The Rooster hopped down and strutted away. His tail feathers were flags behind him. “The name is Chauntecleer,” he said, “you doormat.”
“It’s a little thing; a nothing, really,” called the Dog behind him, “but there is a name for me, too. Of course there is no beauty in it. If the Doctor wants to call me Doormat instead of Mundo Cani Dog, this Dog will be happy.”
From that day forward, Mundo Cani Dog would feel sad if Chauntecleer crowed to the rising sun from anywhere else but from his own sad and lumpy back.
[TWO] Three words about Chauntecleer’s ability to crow
Chauntecleer the Rooster crowed when he was angry, to be sure. Upset, or out of humor, he could crow the fear of God into a wood tick or into nearly anything else, for that matter. But no one must get the idea that this was the only time when he crowed, nor the only kind of crow he knew. Crowing was his profession.
Generally, Chauntecleer divided his crows into two major categories. Certain of them he called his “occasional crows”: crows born of the moment, the occasion, the mood, and not according to any due time. Hereunder he had crows for all moods and feelings.
Crows for laughter and crows for grief; a whooping crow for joy, which made joy come alive and dance right there in the Coop; a soft, insinuating crow for shame, at which the Hens would hide their heads under their wings. He could crow a certain spilling crow when he admired something very much. He could warn the stars themselves with a crow like a bloody alarum, and then the stars themselves would stand on guard. And at the death of someone beloved, Chauntecleer the Rooster mourned the passing by strutting to the roof of his Coop and there sounding a throaty crow which rolled across the countryside like the tolling of a heavy iron bell; and then God’s creatures would surely pause, bend their heads, and weep.
Crows of pride and crows of glory; crows on the occasion of a victory or a defeat. And crows, too, for the plain sake of crowing.

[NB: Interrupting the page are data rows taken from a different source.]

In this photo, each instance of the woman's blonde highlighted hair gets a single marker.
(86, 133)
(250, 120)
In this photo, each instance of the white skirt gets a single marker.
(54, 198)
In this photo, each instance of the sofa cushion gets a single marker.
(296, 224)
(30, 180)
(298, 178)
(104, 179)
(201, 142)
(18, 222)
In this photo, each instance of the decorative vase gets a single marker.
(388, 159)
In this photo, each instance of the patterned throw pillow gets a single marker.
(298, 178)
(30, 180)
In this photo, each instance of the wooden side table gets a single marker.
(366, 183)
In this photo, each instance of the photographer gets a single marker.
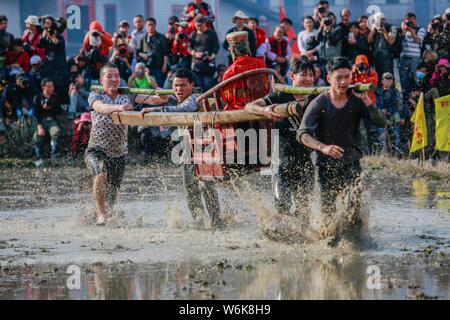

But there was another whole set of crows which he used always at certain special hours during the day. These did come in due time; and these were called the “canonical crows.” They told all the world—at least that section of the world over which he was Lord—what time it was, and they blessed the moment in the ears of the hearer. By what blessing? By making the day, and that moment of the day, familiar; by giving it direction and meaning and a proper soul. For the creatures expected his canonical crows, and were put at peace when they heard them. “Yes, yes,” they would say, “the day is our day, because Chauntecleer has made it ours.” That they would say in the morning, grateful that by his crow the day should hold no strangeness nor fear for them. And at noon: “The day’s halfways over; the best part is still coming.” It was a comfort to be able to measure the day and the work in it.
Seven times a day, dutifully, with a deep sense of their importance, and by the immemorial command of the Divine, Chauntecleer crowed his canonical crows.
At dawn, from Mundo Cani’s lumpy back, he crowed a fresh, green crow which sounded like chilly water and which awakened the Hens on the spot. When it was time to go to work, he crowed another crow: “A-choo-choo-choo!”—something like a steam engine starting up; and then one couldn’t help it; one’s wings began to beat and claws would start to scratch the ground, digging for seeds and grubs, and beaks would begin to peck.
At nine o’clock, at noon, and then again at three o’clock the Rooster crowed crows to announce what kind of day was going by. Up went his head, with its comb as red as coral, its beak as black as jet. He listened to the wind; he saw the color of the sky; he watched the scratchers scratching; he considered all the news of all the things which were happening in that day up until that moment—and then he crowed some busy crows about this and that and such and such. Every creature knew the day when Chauntecleer was done with these crows: at nine o’clock, at noon, and then again at three. And kindly did the time pass by.